Seasons Restaurant in Chicago
Seasons Restaurant—which serves contemporary American cuisine—earned its first Michelin star in 2011.
“I’m very proud of my team. To achieve this kind of recognition considering the variety of outlets we service every day from the same kitchen—room service, lounge, bistro and fine dining—is exceptional,” says Executive Chef Kevin Hickey, a 15-year veteran of Four Seasons Hotels and Resorts and the executive chef at Four Seasons Hotel Chicago for five years.
Seasons boasts views of Michigan Avenue and Lake Michigan. Hickey’s menus take advantage of the great bounties of the Midwest and the fresh produce of Chicago’s local markets.
Wolfgang Puck’s CUT in Los Angeles
A sophisticated and highly praised steakhouse, CUT earned a Michelin star in the most recent Michelin Guide for Los Angeles.
“Obviously for us, it’s a great achievement to receive a Michelin star and it’s important for our international guests, especially from Europe and Asia, who rely heavily on the Guide Michelin and who often choose their
restaurants based on the star ratings,” says celebrated chef Wolfgang Puck.
The menu offers creative steak and seafood presentations by Puck, who uses the finest prime beef available. Other draws include an award-winning wine list, cutting-edge design by Richard Meier and impeccable service.
L’Atelier de Joël Robuchon in New York
Dubbed “chef of the century” by Gault-Millau, Joël Robuchon is no stranger to Michelin guides. His restaurants boasted 26 total stars in 2010. Now Robuchon’s celebrated French cuisine has earned another Michelin star for the 2011 guide.

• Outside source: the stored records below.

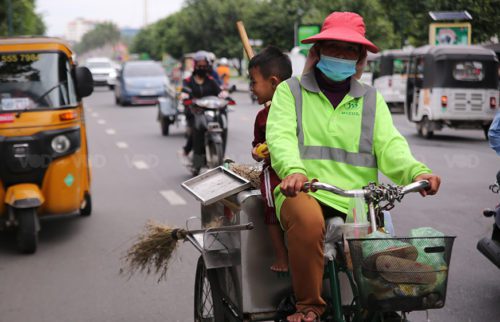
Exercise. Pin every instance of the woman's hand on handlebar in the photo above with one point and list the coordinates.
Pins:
(292, 184)
(434, 182)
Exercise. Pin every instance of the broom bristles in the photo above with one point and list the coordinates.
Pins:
(249, 172)
(151, 252)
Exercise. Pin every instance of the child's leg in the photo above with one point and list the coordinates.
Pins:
(281, 258)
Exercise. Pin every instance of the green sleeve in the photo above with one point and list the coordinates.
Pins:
(393, 154)
(281, 133)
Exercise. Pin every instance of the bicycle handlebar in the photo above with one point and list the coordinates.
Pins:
(368, 191)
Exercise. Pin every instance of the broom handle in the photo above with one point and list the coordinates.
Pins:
(244, 39)
(248, 226)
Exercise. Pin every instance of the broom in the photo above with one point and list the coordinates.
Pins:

L’Atelier de Joël Robuchon opened in New York in 2006 and has been impressing diners and critics ever since. In keeping with the atelier (artist’s workshop) theme, the Pierre Yves Rochon–designed space centres on the open kitchen and offers primarily counter dining. The menu offers Robuchon’s classic cuisine designed for the restaurant’s New York location. Some of these menu items, such as the foie gras hamburger and the steak tartare served with hand-cut french fries, have become signature dishes.

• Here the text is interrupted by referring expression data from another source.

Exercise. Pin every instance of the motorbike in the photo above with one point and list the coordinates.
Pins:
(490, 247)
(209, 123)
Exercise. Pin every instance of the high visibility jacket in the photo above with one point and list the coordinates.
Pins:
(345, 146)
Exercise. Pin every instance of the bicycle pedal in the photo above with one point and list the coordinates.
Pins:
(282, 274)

Stellar Four Seasons Restaurants
Seasons, CUT and L’Atelier de Joël Robuchon join five other Michelin-starred restaurants in the Four Seasons family: Allegro (Four Seasons Hotel Prague), Le Cinq (Four Seasons Hotel George V), Caprice (Four Seasons Hotel Hong Kong), Lung King Heen (Four Seasons Hotel Hong Kong) and Zi Yat Heen (Four Seasons Hotel Macao).